In stark contrast to the UK, several shareholder lawsuits were filed in US courts under federal securities laws against the directors and officers of Bear Stearns on 17 March 2008 – just one day after the announced sale to JP Morgan. The class actions allege that the defendants issued false and misleading statements regarding the company’s business and financial results. The damages sought are likely to be in the billions, with significant insurance-related losses.

Northern Rock’s pension scheme has a reported £100m deficit. It remains unclear at this stage whether the government will make this good or whether the scheme will be bought out by a third party, or transferred to the Pensions Protection Fund.

Members can bring actions against trustees in the courts under common law negligence, or they might be able to complain to the Pensions Ombudsman, who could make a finding of maladministration on behalf of all members. At present there is no indication of proceedings by members against the Northern Rock fund trustees, at least one of whom sat on the board of Northern Rock as the group’s finance director.

Over the pond, Bear Stearns’ pension fund was exposed due to the fund’s significant holdings of Bear Stearns’ stocks – which plummeted over 98% prior to the offer from JP Morgan. In contrast to Northern Rock’s trustees, Bear Stearns’ pension fund trustees have already been named in a raft of lawsuits alleging, primarily, that they failed in their fiduciary duties by imprudently continuing to invest in Bear Stearns’ stocks. The lawsuits are brought under the Employment Retirement Income Security Act 1974, a federal statute enacted to regulate a corporation’s sponsored pension plan.

While the FSA has accepted a degree of blame in the way the Northern Rock crisis played out, it has generally sought to blame Northern Rock’s management for the company’s failure and the losses sustained by the investing public.

Under the Financial Services and Markets Act 2000 the FSA could seek to prosecute individuals, if they had made misstatements to the investing public. However, despite the public condemnation of the former management’s actions, the FSA has not stated an intention to prosecute Northern Rock’s directors and officers.

In contrast, the directors and officers of Bear Stearns are already participants in an investigation by the Securities & Exchange Commission, the US financial markets regulator. Indeed, the directors and officers of Bear Stearns could face jail and significant fines if found guilty of an offence under US securities laws.

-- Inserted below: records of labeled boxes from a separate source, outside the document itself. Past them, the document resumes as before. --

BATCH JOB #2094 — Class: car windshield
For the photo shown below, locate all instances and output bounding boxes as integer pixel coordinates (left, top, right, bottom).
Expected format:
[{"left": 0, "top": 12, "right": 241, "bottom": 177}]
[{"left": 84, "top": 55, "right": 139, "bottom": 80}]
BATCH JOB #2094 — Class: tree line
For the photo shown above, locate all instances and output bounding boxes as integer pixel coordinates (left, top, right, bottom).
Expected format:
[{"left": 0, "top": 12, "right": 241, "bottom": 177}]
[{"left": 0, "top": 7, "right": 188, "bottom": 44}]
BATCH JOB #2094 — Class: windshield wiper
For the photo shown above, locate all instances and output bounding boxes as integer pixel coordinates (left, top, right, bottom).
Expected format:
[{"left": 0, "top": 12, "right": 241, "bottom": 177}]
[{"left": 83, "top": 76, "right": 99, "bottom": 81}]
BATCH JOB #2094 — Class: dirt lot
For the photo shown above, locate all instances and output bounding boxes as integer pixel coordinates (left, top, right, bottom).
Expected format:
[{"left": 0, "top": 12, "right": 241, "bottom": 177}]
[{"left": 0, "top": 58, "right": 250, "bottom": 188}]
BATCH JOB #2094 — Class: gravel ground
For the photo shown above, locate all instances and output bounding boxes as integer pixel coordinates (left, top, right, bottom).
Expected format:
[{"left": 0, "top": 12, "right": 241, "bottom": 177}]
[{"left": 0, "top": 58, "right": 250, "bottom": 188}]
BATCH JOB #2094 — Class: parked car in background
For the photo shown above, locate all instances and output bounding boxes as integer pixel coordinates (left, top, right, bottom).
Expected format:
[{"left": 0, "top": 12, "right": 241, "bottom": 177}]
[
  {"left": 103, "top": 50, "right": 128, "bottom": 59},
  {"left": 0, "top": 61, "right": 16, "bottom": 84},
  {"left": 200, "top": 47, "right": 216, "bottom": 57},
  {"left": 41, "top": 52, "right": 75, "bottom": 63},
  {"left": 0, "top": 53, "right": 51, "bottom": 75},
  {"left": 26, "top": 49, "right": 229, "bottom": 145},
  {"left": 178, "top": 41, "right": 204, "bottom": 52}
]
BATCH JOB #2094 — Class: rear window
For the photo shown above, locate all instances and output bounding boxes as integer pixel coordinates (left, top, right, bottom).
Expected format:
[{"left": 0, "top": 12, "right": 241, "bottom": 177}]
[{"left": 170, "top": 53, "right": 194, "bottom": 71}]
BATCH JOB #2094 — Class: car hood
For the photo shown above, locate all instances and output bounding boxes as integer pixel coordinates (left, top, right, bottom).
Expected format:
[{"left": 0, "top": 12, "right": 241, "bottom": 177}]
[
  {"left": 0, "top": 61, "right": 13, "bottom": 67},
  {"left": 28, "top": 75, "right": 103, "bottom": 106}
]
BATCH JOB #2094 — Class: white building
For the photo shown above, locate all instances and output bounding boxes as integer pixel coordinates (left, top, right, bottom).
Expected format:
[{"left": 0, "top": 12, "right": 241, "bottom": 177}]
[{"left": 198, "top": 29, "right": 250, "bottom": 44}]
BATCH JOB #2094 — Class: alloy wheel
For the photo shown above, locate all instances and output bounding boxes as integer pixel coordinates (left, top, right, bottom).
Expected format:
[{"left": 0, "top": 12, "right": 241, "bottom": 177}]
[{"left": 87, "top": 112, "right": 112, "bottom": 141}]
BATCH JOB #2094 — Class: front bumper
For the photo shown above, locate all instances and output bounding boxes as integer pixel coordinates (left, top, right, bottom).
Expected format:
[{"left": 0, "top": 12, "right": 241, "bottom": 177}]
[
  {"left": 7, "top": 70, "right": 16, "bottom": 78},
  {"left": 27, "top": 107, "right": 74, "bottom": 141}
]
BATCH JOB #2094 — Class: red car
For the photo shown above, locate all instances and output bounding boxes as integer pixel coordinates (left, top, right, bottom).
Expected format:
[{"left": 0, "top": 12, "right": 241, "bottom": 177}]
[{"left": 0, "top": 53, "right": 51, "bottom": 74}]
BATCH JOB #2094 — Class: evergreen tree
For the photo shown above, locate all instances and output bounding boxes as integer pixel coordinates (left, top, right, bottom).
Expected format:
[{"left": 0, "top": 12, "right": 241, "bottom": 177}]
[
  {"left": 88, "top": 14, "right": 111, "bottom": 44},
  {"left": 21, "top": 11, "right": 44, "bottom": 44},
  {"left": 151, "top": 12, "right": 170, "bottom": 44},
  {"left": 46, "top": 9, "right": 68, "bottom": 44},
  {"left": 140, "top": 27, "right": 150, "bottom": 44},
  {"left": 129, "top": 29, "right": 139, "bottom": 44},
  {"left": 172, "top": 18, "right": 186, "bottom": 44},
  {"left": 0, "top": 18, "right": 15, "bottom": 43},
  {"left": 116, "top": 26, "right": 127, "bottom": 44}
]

“The damages sought [against Bear Stearns directors and officers] are likely to be in the billions, with significant insurance-related losses.

There are a number of key drivers for litigation in the US which are not present in the UK. Examples include:

• The legality of contingency fee agreements (class action litigation is generally funded this way).

• The general lack of adverse costs orders.

• Class actions on behalf of unidentified individuals and on an opt-out basis as compared to the UK’s, sort-of, equivalent – a group litigation order, which requires claimants to opt in.

• Codified securities laws giving individuals the right to pursue directors and officers directly.

• Cultural distinction, the impact of which cannot be underestimated.

While key differences such as these exist, the approach to litigation and D&O liability in the UK and the US, and in turn their insurers, are likely to remain distinctly different.

However, it is not clear, especially in light of the European Commission’s vote in favour of a so-called European Collective Redress Mechanism, and last year’s class action settlement of European shareholders in the Netherlands relating to Royal Dutch Shell, if the litigious environments in the two continents will continue to differ so dramatically in the future.